Growing up, I believed heavily in karma. In addition to being Catholic, I had the added guilt fearing anything bad - or good -  you did would come back to you ten-fold. So just imagine some twenty plus-years later the big mess that can create in a grown man - not pretty.

Shortly after I became sexually active, I advocated profusely for safe sex. "Wrap before you tap!" "No glove? NO LOVE!" and various other funny phrases were mantras I chanted to myself moments before a hook-up. I am a sexually safe and HIV-negative gay man. Truthfully, there were indiscretions and slip-ups in the past I will admit to. When in the heat of the deed, the last thing I would think of is awkwardly incorporating a foreign rubbery sheath into a very intimate moment:

DeeCue: Yeah, Fuck me.
Dick: Yeah? You want it all in you?
DeeCue: Yeah!
Dick: Fuck yeah!
DeeCue: Oh, wait one second; let's put this rubber thing on your cock before doing so as to prevent a multitude of sexually transmitted diseased from being spread. This PSA was brought to you by the letter Q and the number 3.

OK, I know it is an obvious, no brainer situation. But seriously, someone back me up here: slapping on a prophylactic which interrupts the mood calls for a conscious effort some choose not to make. But again, I admit to my errors and I feel much safer behind this computer screen knowing I will be judged and not even know it. In the heat of passion, I convince myself that playing "just the tip" won't hurt anyone, including myself. But when all is said and cum, panic sets in and I am a complete wreck. I think back to any other slips in better-judgement I've had; reason out my level of risk (no one came inside of me, but they were in me, ugh!); work myself up into a frenzy; make an appointment to get tested; and swear off even the slightest glance at a hook-up site until I'm free and cleared.

One of my friends is a therapist in NYC with a practice focusing on gay men and their concerns with "unfulfilling relationships, substance use, depression, anxiety and anger" (email me if you would like his contact info). We sometimes chat about how a growing number of men today see HIV and AIDS as a thing of the past, a chronic disease rather than the killer we grew up knowing it as (remember that commercial with the kid in an abandoned apartment with Paul Lekakis' dance hit "Boom Boom Boom" playing in the background? Creepy and scarring!). The existence of HIV in the community is on the rise and, to put it bluntly, more and more people just do not care. There are drugs out there that can help a person lead a seemingly normal and healthy life and live with the virus. What's the big deal?

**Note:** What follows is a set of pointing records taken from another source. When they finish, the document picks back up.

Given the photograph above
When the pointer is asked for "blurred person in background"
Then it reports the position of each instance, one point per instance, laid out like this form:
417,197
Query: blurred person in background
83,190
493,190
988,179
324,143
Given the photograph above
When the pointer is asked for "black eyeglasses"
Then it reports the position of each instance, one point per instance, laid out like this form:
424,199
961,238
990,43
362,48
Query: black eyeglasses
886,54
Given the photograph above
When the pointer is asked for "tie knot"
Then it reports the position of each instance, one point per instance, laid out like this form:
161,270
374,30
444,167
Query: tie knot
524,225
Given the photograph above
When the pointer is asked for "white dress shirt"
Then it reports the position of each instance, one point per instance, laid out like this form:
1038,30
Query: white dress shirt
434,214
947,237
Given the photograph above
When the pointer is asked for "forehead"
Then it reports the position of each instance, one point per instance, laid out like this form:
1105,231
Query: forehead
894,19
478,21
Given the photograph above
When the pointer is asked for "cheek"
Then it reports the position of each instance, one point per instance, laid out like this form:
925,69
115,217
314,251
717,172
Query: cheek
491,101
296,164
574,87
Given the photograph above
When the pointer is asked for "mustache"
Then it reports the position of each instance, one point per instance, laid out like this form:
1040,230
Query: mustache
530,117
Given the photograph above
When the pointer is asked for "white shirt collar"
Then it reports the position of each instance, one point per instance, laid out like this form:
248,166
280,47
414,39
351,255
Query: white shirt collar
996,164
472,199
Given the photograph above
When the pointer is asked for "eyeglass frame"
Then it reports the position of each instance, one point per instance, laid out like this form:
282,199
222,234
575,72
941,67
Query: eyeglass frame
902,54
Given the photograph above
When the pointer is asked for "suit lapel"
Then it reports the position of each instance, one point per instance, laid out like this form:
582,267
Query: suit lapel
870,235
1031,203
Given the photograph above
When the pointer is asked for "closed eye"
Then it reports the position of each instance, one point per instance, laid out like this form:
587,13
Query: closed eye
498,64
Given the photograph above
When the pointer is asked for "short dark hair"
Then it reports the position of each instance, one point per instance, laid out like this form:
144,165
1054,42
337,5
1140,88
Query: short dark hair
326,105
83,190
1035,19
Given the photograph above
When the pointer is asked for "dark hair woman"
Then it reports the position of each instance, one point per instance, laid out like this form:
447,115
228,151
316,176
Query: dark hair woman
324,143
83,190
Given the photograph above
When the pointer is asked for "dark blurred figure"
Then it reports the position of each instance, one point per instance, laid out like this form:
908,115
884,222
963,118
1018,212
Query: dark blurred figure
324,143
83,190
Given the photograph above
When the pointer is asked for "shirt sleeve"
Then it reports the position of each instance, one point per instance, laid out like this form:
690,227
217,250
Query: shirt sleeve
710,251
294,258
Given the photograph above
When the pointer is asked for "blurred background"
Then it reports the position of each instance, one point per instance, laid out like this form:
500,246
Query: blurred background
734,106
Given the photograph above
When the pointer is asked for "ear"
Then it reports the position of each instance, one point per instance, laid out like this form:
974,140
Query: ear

WHAT? How about not getting it in the first place so you don't have to live a life seemingly normal and healthy, how about that? I know I am old school for still giving into the stigma, but I fear "it." I fear going back to my doctor who is holding all of my blood work results in hand and matter of factly reading off findings as if a list of things to buy from the grocery:

Cholesterol: awesome at 126,
HDL: 46,
Vitamin D: low like most of Americans; just take some supplements, and
HIV: negative.

In a sigh of relief, I leave the doctor's office, get home, and jump on-line.

Point of the conversation: When will I ever learn?